In a clear break with the left flank of his ruling Socialists, Mr Hollande caught everyone off guard with the appointment of Mr Emmanuel Macron, a 36-year-old ex-Rothschild banker and architect of the president's economic policy.

The top members of the government remained unchanged, but three rebel ministers who had publicly attacked Mr Hollande's economic policy were not in the line-up as the president sought to quell dissenting voices in his team and cement the country's move towards a more pro-business outlook.

French Prime Minister Manuel Valls defended the choice of Macron and his Rothschild past, likely to be the target of sniping from the left. "So what?" he retorted when asked on French television about Macron's banking background. "Can one not be an entrepreneur in this country? One can't be a banker?"

"To be strong in the world, you have to have a strong economy," insisted Mr Valls, acknowledging that French growth had ground to a halt and unemployment was at "unacceptably" high levels.

The new minister has the unenviable task of pepping up Europe's second-biggest economy, which registered zero growth in the first six months of the year.

Finance Minister Michel Sapin and Foreign Minister Laurent Fabius were also confirmed in their posts and Ms Segolene Royal, Mr Hollande's former partner and the mother of his four children, stays environment and energy minister.

The reshuffle was seen as an attempt by Mr Hollande, whose popularity is at a record low, to wrest back control of the political agenda, crush internal party rebellion and push forward his economic reform policies.

Leading daily Le Monde described the cabinet reshuffle as "the last chance for the president to save his five-year term."
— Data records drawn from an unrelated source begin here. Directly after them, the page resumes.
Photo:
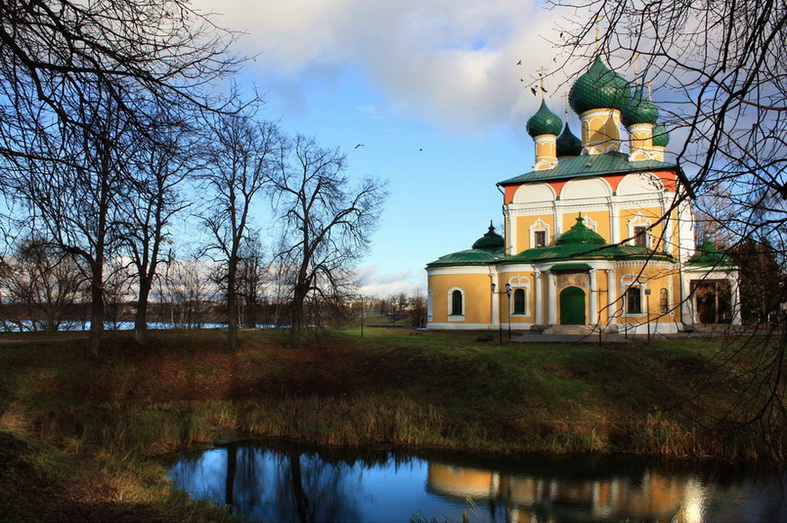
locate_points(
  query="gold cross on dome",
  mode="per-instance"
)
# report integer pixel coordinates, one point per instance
(541, 73)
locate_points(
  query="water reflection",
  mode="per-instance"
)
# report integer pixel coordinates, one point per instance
(291, 484)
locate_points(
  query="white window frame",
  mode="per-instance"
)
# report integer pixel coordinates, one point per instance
(519, 282)
(626, 282)
(639, 220)
(539, 225)
(456, 317)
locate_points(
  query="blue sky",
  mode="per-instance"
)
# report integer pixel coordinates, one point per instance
(431, 89)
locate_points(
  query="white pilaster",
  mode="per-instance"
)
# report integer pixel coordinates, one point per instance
(593, 299)
(735, 298)
(614, 223)
(494, 279)
(551, 298)
(612, 296)
(557, 217)
(539, 298)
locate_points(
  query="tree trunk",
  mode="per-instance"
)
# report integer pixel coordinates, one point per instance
(296, 315)
(232, 313)
(96, 310)
(141, 317)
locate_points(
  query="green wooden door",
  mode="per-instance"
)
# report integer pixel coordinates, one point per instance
(572, 306)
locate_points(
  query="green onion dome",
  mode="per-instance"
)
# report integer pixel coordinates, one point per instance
(708, 255)
(579, 233)
(568, 144)
(490, 241)
(598, 88)
(660, 136)
(543, 122)
(639, 110)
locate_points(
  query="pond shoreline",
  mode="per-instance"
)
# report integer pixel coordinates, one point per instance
(391, 389)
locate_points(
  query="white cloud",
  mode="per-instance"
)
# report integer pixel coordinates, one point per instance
(374, 282)
(452, 63)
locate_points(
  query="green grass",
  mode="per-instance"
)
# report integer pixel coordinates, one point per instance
(393, 388)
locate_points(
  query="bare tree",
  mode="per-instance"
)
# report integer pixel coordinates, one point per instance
(720, 69)
(240, 156)
(75, 202)
(77, 81)
(327, 222)
(45, 282)
(187, 291)
(251, 276)
(159, 168)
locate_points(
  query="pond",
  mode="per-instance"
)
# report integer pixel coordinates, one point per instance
(282, 483)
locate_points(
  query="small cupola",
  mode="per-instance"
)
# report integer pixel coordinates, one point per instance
(490, 241)
(579, 233)
(568, 144)
(543, 127)
(639, 116)
(598, 97)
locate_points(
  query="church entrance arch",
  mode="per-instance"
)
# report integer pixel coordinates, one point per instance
(572, 306)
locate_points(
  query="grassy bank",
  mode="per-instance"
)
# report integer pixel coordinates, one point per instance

The new government faces a host of challenges, not least a budget bill in parliament that will be watched very closely by the European Union, which has insisted France slash its ballooning budget deficit.
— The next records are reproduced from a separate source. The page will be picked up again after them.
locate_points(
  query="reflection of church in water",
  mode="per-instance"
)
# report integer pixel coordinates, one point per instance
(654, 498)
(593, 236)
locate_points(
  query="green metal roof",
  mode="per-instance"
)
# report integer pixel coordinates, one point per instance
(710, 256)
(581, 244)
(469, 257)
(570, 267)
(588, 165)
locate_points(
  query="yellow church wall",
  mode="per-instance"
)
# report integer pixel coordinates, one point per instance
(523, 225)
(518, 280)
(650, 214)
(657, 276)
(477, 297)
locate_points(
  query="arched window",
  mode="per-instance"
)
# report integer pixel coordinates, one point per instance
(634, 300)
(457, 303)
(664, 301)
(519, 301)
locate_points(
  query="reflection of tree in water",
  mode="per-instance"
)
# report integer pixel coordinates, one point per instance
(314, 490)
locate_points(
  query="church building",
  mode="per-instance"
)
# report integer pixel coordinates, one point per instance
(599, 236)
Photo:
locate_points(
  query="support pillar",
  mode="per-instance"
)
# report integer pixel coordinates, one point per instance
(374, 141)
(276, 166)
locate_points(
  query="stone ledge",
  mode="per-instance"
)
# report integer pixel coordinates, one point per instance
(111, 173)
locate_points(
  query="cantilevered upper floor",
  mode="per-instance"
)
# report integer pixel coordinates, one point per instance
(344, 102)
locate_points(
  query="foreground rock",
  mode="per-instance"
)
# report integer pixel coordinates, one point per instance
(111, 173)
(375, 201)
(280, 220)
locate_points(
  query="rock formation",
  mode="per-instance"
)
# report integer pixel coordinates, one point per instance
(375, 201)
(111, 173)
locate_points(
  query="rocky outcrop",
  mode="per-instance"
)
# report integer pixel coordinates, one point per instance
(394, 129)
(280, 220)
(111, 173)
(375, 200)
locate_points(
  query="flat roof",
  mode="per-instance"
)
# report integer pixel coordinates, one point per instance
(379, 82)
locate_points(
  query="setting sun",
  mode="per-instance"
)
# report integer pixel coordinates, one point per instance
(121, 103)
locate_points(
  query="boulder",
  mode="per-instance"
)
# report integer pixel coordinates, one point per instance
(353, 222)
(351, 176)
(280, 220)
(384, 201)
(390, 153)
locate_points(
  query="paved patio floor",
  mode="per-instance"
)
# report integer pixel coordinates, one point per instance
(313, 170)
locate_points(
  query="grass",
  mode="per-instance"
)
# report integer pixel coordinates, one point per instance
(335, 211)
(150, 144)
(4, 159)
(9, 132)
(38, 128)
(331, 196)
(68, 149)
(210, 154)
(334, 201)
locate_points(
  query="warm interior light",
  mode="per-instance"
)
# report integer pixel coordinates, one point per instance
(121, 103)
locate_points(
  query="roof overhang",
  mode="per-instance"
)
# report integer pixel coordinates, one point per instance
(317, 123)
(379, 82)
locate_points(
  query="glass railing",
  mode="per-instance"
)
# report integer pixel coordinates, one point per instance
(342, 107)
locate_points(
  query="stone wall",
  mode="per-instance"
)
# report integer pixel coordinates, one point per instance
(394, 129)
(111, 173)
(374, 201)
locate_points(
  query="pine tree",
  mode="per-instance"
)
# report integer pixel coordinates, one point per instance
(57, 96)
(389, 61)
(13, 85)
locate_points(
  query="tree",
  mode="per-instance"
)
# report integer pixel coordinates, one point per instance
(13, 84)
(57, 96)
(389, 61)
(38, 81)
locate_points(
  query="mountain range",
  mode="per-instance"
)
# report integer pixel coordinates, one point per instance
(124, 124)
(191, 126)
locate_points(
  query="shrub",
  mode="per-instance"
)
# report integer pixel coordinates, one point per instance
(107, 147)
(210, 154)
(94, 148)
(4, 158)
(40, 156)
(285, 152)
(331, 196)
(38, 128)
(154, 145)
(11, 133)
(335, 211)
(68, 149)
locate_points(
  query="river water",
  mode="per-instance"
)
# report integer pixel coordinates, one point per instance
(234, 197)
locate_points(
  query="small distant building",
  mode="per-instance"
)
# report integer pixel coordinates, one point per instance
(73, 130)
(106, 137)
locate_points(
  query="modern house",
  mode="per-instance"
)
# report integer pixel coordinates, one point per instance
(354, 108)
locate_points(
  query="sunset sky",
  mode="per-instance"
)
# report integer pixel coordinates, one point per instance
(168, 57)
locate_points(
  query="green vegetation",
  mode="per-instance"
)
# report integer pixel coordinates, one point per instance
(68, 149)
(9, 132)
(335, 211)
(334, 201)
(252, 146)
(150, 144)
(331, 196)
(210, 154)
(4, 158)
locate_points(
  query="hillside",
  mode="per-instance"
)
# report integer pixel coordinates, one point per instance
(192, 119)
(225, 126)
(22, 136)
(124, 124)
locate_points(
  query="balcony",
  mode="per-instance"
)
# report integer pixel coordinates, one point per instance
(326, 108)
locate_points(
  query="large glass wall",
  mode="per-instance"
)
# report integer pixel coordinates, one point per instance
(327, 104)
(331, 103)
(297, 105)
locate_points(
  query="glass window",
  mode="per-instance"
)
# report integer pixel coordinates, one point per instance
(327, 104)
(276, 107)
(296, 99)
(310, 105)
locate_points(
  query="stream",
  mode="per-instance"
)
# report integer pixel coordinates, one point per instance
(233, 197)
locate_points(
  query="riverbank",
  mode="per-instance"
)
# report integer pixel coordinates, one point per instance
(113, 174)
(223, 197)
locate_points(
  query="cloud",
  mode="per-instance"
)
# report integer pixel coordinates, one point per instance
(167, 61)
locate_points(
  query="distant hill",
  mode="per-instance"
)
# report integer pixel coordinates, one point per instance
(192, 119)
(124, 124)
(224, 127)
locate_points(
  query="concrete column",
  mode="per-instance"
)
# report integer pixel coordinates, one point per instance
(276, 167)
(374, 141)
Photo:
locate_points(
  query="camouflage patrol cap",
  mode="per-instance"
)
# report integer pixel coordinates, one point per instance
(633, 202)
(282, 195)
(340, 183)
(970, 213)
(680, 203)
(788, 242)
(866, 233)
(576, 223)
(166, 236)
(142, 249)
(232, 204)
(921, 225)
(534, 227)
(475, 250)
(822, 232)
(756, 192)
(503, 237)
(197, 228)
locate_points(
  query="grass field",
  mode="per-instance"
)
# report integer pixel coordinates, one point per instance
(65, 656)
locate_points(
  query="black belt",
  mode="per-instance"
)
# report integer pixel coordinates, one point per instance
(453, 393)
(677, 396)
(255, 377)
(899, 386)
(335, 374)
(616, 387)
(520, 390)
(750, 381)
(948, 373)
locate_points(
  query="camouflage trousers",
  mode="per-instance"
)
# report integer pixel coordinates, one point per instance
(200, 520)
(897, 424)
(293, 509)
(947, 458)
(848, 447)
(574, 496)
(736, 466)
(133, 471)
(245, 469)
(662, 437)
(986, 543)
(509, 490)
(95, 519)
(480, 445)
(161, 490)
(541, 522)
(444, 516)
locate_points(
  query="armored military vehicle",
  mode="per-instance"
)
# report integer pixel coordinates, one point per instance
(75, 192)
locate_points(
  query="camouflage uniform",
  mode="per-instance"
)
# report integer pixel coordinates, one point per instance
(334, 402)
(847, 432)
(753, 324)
France's latest political crisis was sparked by a hasty government resignation on Monday after Valls and Hollande lost patience with former economy minister Arnaud Montebourg, an outspoken leftist firebrand, and his attacks on the country's economic direction.

"There is one line, and the members of the government cannot make a spectacle out of themselves," said Mr Valls.

Reshuffling the government without the three rebel ministers - Mr Montebourg took two fellow leftists with him - was "an act of authority," said the prime minister, seen as being on the right flank of the Socialists.

Mr Montebourg insisted he was leaving on "amicable terms" with the prime minister, but the ejection of the three left-wing ministers from the cabinet raised fears of a wider split within Mr Hollande's Socialist Party that could threaten his parliamentary majority.

Opposition figures said there was a major crisis of confidence at the heart of the executive, with far-right leader Mr Marine Le Pen even calling for the lower house National Assembly to be dissolved. Mr Valls dismissed this however, pledging to hold a parliamentary vote of confidence in the government's policies "in September or in October".

"You will see, the majority will be there. There can be no other way. If the majority isn't there on that occasion, it would be finished. We couldn't finish our work," he said.

Caught in a trap of stagnating growth and high unemployment, Mr Hollande is pinning his hopes on his Responsibility Pact - a package of tax breaks for business funded by public spending cuts.

Mr Hollande has pledged to cut social charges for companies in return for the promised creation of 500,000 jobs. But with the current emphasis on austerity within Europe, France has vowed to counterbalance that with 82.38 billion euros in cuts to public spending.

"The fact that the economy is today slower in Europe and in France does not mean that we should give up" on reforms, Mr Hollande said in an interview last week.

"On the contrary, we need to go faster and further." But the spending cuts in particular have raised hackles on the left of the French political spectrum, which sees austerity as a German-led policy that drags growth down and unemployment up. And a recent survey by polling institute IFOP showed that more than eight in 10 French people had no confidence in the government when it came to economic growth, reducing the deficit or fighting unemployment.